Michael Berube has written a really thoughtful essay regarding some of the issues surrounding, as he puts it, the Manichean Left’s critique of NATO’s intervention in Libya. Basically he warns against the tendency of some on the left to criticize all US foreign policy insofar as the policy is directed by “the entity” that is the US. A more intellectually honest approach would be to assess US foreign policy based on the individual action at issue.
While Berube recognizes some of the justifiable criticisms that can be made w/r/t the intervention – e.g., the extent to which UNSCR 1973 authorized an orchestrated regime change and the difficulty of harmonizing the international legal norms of the inviolability of sovereignty on the one hand and the responsibility to protect on the other – he rightly laments the opportunism of those who refuse to acknowledge even the mere possibility of good intentions in US foreign involvements.

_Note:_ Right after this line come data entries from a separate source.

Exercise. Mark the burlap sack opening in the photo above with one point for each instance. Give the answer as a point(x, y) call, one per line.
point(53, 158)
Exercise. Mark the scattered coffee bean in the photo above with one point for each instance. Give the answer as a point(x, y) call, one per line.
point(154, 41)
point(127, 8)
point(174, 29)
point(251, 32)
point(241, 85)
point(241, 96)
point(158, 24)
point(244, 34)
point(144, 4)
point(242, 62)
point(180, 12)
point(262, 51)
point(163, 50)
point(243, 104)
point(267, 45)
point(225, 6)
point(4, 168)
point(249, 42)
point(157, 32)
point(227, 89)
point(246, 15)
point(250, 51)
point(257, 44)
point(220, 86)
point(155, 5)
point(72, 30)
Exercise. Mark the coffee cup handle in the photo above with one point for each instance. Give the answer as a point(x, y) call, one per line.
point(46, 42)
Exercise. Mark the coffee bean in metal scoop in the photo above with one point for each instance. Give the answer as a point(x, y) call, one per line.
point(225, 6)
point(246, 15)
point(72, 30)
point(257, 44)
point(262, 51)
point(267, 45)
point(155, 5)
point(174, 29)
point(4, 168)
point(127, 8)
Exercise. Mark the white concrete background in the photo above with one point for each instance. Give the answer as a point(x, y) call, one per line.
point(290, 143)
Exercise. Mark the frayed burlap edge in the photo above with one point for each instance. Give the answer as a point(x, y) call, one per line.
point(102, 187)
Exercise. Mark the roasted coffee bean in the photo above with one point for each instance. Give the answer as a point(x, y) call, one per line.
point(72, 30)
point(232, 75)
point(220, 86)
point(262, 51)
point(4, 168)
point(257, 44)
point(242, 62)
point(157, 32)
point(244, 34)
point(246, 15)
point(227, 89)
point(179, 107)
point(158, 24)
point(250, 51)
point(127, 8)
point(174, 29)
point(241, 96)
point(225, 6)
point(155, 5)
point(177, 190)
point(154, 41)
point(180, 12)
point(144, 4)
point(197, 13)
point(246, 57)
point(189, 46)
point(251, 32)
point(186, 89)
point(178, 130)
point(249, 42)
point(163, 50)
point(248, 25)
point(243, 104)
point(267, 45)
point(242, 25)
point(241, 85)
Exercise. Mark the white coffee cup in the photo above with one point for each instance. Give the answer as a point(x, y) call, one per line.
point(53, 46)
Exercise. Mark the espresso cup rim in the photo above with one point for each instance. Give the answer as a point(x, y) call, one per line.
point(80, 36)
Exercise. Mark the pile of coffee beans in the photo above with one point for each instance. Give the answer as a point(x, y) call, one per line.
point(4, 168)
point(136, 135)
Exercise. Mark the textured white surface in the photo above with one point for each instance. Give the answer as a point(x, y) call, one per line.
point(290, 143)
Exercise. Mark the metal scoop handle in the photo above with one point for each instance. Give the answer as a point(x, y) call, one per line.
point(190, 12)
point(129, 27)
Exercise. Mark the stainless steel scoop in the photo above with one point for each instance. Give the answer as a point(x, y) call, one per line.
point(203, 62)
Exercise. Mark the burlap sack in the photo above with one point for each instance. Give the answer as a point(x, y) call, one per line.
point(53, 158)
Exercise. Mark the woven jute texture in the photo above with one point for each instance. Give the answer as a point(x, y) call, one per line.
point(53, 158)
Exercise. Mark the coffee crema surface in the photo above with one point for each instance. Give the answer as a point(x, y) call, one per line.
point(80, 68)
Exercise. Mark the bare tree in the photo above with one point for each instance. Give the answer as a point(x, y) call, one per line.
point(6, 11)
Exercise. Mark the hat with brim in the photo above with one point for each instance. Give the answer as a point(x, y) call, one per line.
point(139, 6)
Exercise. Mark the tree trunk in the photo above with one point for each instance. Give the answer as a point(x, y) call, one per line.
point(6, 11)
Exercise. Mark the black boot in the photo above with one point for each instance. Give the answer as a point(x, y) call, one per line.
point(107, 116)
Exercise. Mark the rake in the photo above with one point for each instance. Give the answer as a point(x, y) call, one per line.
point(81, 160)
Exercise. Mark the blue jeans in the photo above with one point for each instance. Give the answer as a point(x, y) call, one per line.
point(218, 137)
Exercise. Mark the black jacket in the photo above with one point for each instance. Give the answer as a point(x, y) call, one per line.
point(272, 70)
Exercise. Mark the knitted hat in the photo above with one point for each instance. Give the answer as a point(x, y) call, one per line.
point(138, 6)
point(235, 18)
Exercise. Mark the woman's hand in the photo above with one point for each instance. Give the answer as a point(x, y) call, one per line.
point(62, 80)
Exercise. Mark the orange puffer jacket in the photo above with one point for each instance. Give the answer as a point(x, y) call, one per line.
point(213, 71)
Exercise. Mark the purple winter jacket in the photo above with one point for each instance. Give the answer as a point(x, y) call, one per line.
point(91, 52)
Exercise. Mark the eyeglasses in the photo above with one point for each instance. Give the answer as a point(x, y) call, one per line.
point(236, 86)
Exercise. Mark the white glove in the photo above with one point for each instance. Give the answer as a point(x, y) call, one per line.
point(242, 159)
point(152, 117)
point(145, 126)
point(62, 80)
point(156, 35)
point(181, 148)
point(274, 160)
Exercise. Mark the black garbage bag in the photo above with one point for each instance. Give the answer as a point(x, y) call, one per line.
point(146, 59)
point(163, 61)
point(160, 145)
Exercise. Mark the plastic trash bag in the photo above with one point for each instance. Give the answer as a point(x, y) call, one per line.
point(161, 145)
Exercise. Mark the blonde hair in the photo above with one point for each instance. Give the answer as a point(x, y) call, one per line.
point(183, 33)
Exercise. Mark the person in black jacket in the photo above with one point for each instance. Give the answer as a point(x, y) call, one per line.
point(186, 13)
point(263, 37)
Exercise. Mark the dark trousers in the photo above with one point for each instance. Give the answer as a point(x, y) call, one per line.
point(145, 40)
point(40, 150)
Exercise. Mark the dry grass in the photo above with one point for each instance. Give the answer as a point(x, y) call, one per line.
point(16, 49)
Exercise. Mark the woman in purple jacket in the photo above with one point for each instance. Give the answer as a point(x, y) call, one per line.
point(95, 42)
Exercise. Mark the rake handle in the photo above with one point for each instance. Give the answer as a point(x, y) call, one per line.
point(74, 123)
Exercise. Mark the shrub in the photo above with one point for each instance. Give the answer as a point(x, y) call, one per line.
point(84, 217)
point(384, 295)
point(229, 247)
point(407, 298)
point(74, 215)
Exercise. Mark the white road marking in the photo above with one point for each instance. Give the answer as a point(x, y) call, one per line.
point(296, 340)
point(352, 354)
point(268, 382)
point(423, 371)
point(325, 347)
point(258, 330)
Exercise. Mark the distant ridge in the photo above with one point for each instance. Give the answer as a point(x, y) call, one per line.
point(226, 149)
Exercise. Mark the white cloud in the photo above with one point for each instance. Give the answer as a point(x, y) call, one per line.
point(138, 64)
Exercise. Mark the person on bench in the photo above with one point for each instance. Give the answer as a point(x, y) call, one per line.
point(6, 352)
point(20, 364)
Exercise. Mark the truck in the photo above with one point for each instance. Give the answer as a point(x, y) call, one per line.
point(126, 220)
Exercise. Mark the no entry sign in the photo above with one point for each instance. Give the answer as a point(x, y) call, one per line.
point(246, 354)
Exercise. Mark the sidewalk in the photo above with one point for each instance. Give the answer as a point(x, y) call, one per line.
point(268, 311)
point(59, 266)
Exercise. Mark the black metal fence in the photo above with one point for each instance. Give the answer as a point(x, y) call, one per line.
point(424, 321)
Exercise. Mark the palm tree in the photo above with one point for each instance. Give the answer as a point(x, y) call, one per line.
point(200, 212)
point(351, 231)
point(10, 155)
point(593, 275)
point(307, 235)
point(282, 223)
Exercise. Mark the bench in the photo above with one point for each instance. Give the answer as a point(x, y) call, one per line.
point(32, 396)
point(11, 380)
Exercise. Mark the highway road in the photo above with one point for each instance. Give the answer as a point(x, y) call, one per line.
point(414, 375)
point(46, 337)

I lost track of the number of times I came across people arguing that the intervention is a flagrant violation of the UN resolution and of international law. A flagrant violation? Certainly the intervention speaks to an ongoing debate in international law, between the advocates of the “responsibility to protect” (R2P) and the defenders of national sovereignty who fear that R2P will license yet another form of domination of the global south by the global north, or of small, allegedly failed states by the world’s great powers. And it is possible to disagree about the scope of resolution 1973, and whether “all necessary measures … to protect civilians and civilian populated areas under threat of attack” might include regime change on the grounds that no civilian would be safe from attack as long as Qaddafi remained in power, or whether regime change is or ought to be beyond the purview of the Security Council. These are real ambiguities, and they will be subject to debate for the foreseeable future. But for some observers, perhaps the mantra “flagrant violation, flagrant violation” has the welcome effect of avoiding interpretive ambiguities and allowing for greater concentration of mind.